If you are looking for a first-class wedding venue in the Peterborough area, you would do well to check out the George Hotel of Stamford. This former coaching inn is situated only twenty minutes drive from Peterborough. It stands just off the Great North Road, steeped in history and renowned for its luxurious bedrooms, excellent cuisine and fine wines. The George combines the old and the new in perfect harmony, having preserved its traditional style and charm while offering every comfort of the modern age.
It provides a full range of wedding services too, and professional advice from experienced staff is always available to couples who are planning their wedding. There is also a wedding cake-making service.

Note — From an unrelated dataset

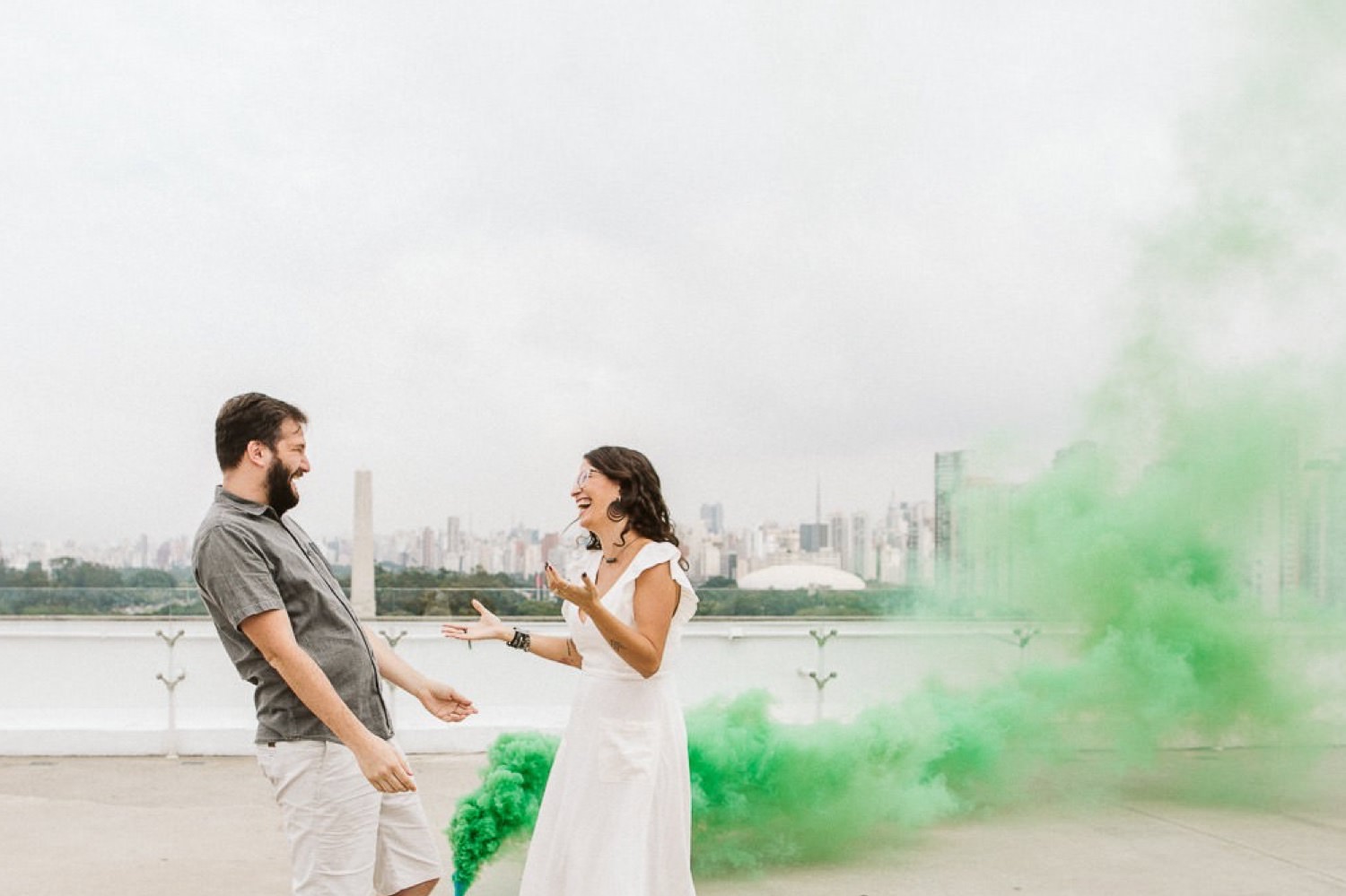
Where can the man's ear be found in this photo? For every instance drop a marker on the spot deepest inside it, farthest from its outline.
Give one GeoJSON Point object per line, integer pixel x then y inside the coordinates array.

The venue has four rooms that are licensed for civil ceremonies. The King Charles Room accommodates up to twenty guests; The Walter Scott Lounge holds up to thirty; The London Room seats up to forty guests; The Henry Whincup Room up to fifty – and this room is also ideal for an evening reception, while the venue’s Monastery Gardens are available as the ideal setting for drinks and wedding photography. With such a backdrop of timeless grandeur, your wedding photographer can promise you a wedding album of memorable photographs that you will be proud to own.
As well as smaller rooms for more intimate weddings, there is an oak-panelled dining room that seats up to 110 guests for your wedding breakfast. Larger parties of up to 200 guests can be catered for in a marquee on the venue’s lawns, and all the features of this marquee can be designed to suit your individual requirements. You really can have the romantic wedding of your dreams surrounded by the traditional elegance of this ancient establishment.
The George stands on the site of a medieval inn and has many original corridors and gateways, even the remains of an old chapel. The exact age of the George Stamford is unknown, but it may have existed in some form or other for a thousand years.
The Great North Road was a popular highway for centuries, used by the Ancient Britons, Romans, Anglo-Saxons and Normans, and the venue provided a respite for many a weary pilgrim or crusader. Kings and many lesser nobles have frequented this magnificent building over the centuries, but one of its most famous customers was Daniel Lambert. Born in 1770, Daniel Lambert weighed a colossal 52 stone 11 lbs by the time he died at the age of 39. His portrait hangs in the entrance hall of the place and his walking stick is also on public display.
The name of the George is proclaimed on the gallows that spans the street outside the building. While this was a welcome sight to the weary traveller, it was intended also to be a deterrent to highwaymen. Nowadays, Dick Turpin and his kind are no longer a problem, but the George remains as it always was, a unique and splendid hostelry. Its reputation for excellent service has been upheld for centuries and you will travel a long way to find a better wedding venue.